West Meets Eastern Civics

by Nicholas Henkey — on  , 


We are going to investigate the concept of civic duty. Many of us (including me) become frustrated when we receive a dreaded Jury Summons. One of the things that we forget about these old-fashioned systems is that they are critical to the system we live in. The core assumption of our governance is based on the idea that the state should be constrained in its powers and that localized structures ought to be responsible for local matters. Most citizens were not intended to have direct contact with the federal government.

…only a virtuous people are capable of freedom. As nations become corrupt and vicious they have more need of masters.

Benjamin Franklin

Anglo Style Civics

Civic duty ties into our colonial roots. Even before the founding of the United States, most of the population were adventurous frontier-types and radical Christians. There is some overlap between the two in both populations, demographically and philosophically. We’re going to focus on the philosophy of these groups here.

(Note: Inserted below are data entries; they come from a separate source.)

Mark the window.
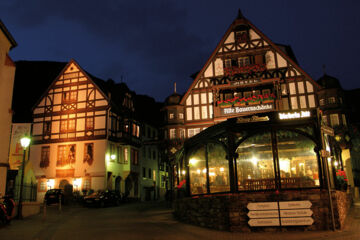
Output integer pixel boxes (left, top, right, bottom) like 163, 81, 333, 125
188, 128, 200, 138
235, 30, 248, 42
143, 167, 146, 178
237, 132, 275, 191
60, 119, 75, 132
308, 95, 316, 108
40, 147, 50, 168
83, 179, 91, 190
224, 59, 232, 68
117, 146, 121, 163
193, 94, 199, 105
201, 93, 207, 104
262, 89, 271, 96
277, 130, 320, 188
208, 143, 230, 193
322, 115, 328, 125
57, 145, 76, 167
85, 117, 94, 130
297, 82, 305, 94
243, 91, 251, 98
84, 143, 94, 165
39, 181, 47, 192
201, 106, 208, 119
63, 91, 77, 103
169, 129, 176, 139
290, 96, 298, 109
43, 121, 51, 135
169, 113, 175, 119
186, 108, 192, 121
328, 97, 336, 104
281, 84, 287, 95
238, 57, 250, 67
153, 170, 156, 181
148, 168, 152, 179
194, 107, 200, 120
186, 96, 192, 106
319, 99, 326, 106
131, 149, 138, 165
124, 148, 128, 164
179, 129, 185, 139
110, 144, 115, 162
289, 82, 296, 95
330, 114, 339, 127
342, 114, 347, 126
299, 96, 307, 109
306, 81, 314, 93
281, 98, 289, 110
179, 113, 184, 119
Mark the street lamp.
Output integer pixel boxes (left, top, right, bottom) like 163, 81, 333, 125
17, 136, 30, 219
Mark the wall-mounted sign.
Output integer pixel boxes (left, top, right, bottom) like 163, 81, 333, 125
279, 111, 311, 120
230, 78, 261, 86
237, 115, 270, 123
221, 103, 273, 115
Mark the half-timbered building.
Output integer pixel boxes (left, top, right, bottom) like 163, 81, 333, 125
29, 60, 142, 200
163, 10, 320, 158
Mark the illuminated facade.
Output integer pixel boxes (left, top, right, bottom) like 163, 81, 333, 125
28, 60, 142, 200
0, 20, 17, 195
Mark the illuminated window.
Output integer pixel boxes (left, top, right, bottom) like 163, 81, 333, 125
188, 128, 200, 138
84, 143, 94, 165
319, 99, 326, 106
179, 129, 185, 139
169, 113, 174, 119
85, 117, 94, 130
63, 91, 77, 103
43, 121, 51, 135
342, 114, 347, 126
60, 119, 75, 132
201, 106, 208, 119
330, 114, 339, 127
194, 107, 200, 120
179, 113, 184, 119
57, 145, 76, 167
201, 93, 207, 104
322, 116, 328, 126
291, 96, 298, 109
124, 148, 128, 164
289, 82, 296, 95
39, 181, 47, 192
297, 82, 305, 94
186, 108, 192, 121
153, 170, 156, 181
281, 84, 287, 95
169, 129, 176, 139
40, 146, 50, 168
131, 149, 138, 165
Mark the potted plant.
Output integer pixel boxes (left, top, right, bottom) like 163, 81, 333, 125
335, 169, 348, 191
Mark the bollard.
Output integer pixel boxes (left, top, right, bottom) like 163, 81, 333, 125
43, 200, 47, 220
59, 194, 62, 213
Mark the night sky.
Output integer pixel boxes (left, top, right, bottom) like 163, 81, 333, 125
1, 0, 359, 102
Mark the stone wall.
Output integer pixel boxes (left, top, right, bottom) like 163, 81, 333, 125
332, 190, 352, 229
174, 189, 350, 232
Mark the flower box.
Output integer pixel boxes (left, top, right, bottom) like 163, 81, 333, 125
248, 101, 259, 105
262, 100, 274, 104
234, 102, 246, 107
219, 104, 232, 108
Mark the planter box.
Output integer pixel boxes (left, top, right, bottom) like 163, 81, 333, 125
234, 102, 246, 107
262, 100, 274, 104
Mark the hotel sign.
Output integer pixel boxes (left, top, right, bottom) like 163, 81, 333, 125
221, 103, 273, 115
279, 111, 311, 120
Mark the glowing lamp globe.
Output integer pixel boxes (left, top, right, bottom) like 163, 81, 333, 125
20, 136, 31, 148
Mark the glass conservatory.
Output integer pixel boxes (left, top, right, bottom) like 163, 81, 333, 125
172, 110, 342, 196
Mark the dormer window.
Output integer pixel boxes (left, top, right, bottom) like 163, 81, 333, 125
235, 30, 248, 43
238, 56, 250, 67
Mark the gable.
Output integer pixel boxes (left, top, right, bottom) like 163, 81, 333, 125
181, 14, 320, 106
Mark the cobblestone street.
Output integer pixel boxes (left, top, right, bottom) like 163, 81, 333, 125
1, 202, 360, 240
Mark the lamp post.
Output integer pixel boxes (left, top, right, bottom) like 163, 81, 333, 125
17, 136, 30, 219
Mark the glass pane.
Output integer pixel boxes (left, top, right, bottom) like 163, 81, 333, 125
236, 132, 275, 191
208, 143, 230, 193
189, 145, 207, 194
277, 130, 320, 188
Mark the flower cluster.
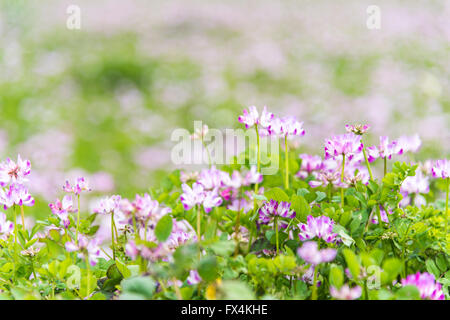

The philosophical advantage of both Christians and adventurers is that they look after each other. Biblically, we have stories like “The Good Samaritan” that enforces the idea that you should help those in need, even if they are your bitter enemies. On the frontier, you must tow your weight or else someone in your group will die; the fewer people alive in your group, the more vulnerable you are to animals, the elements, or marauders. Both of these philosophical frameworks enforce a sense of duty and were immortalized in terms like “militia” and institutions such as the jury system for justice.

Small collectives and accountable communities enforce virtue and morality very well. We no longer live in small towns and instead live as atomized hermits in mega metropolises. Times are changing.

Cultural Degradation

How It Was

The United States is a very different country than it used to be. Technological modernity encourages specialization, and specialization encourages large international cities. You can easily see that simpler societies force people to be more generalized in their responsibilities. Generalists can operate as militia-men, police officers, firefighters, and sometimes even as lawyers:

  • A cobbler can help put out fires
  • The blacksmith will sometimes help build a barn
  • Politicians will restrain a crazed gunman using nothing but a cane (Andrew Jackson)

Unfortunately for city dwellers, more generalized lives are usually more fulfilling. Specialists frequently feel like there is something missing from life and engage in selfish surrogate activities to fill the gaps. These specialties and surrogate activities are often useless in emergencies, where low-tech is king.

How It Is

Loss of generalization and civic responsibilities is a dangerous form of cultural decay. We find the problem illustrated in disasters during the first decades of the 21st century. During most of these disasters, people wanted to help but were unable:

  • After the towers fell in 2001
  • When Katrina flooded New Orleans
  • In the wake of Hurricane Harvey’s flooding of Louisiana

Civilians in these situations frequently served as greater liabilities than assets to emergency responders. To emergency responders, this was a particular tragedy because they would have appreciated qualified helping hands.

Reinvigoration By Outside Cultures

Reflecting back to my mid-20’s, I had a conversation with a Geologist. Upon asking what the most dangerous volcano in the world is, he said: “Mount Vesuvius” (which killed thousands in the Roman era). This was surprising to me because Tokyo is a larger city built next to a bunch of active volcanoes. His response struck me, “Tokyo will be fine because we are very good at predicting eruptions and they have very detailed evacuation plans, Visuvious has one bridge and no plan.”

A few weeks ago I did a training with CERT (Community Emergency Response Team) San Diego and they gave us a little history lesson that ties civic duty and cultural cross-pollination together. In the 1980s, the city of Los Angeles saw natural disasters around the world and realized that even moderate earthquakes can overwhelm the specialists they love to depend on. They looked for a system that actually works… which they found in Tokyo.

  • Q: So what made Japan so special?
  • A: In Japan, everyone in the community has a role to fill. They are generalists that can fill the role of firefighter, paramedic, policeman, or militiaman.

This was the detailed plan that the geologist spoke of. It’s not so much that Japan has detailed plans that make them strong; rather, the citizens feel responsible for their neighbors and nation. This is a characteristic that is rare in Western nations but is making a small comeback in the USA. We had to look to our friends overseas to reignite this spark of civic duty.


We have made a lot of progress and life is great right now, but nothing gold can stay. At some point we need to address our fundamental weakness as a civilization; we assume that someone else can solve our problems. There are certainly problems we cannot solve, but there are problems we can solve that we are ignoring. If we take care of the little things, it makes the specialists all the more effective when they are needed.

As a final aside regarding the Japanese. I just finished listening to the first 3 episodes of the “Supernova in the East” podcast by Dan Carlin and think that there may be a good reason why the Japanese held on to their cultural cohesion. When the West made contact with them in the mid-1800s, they were still in a feudal stage of development. In a certain way, I think this may have kept them closer to their roots as a society, allowing them to put more faith in their neighbors. This faith in the community was Western culture’s strong suit beginning with the Greek tradition circa 500 BCE when they defeated the mighty Persian Empire but has taken a back-seat during our prosperous era.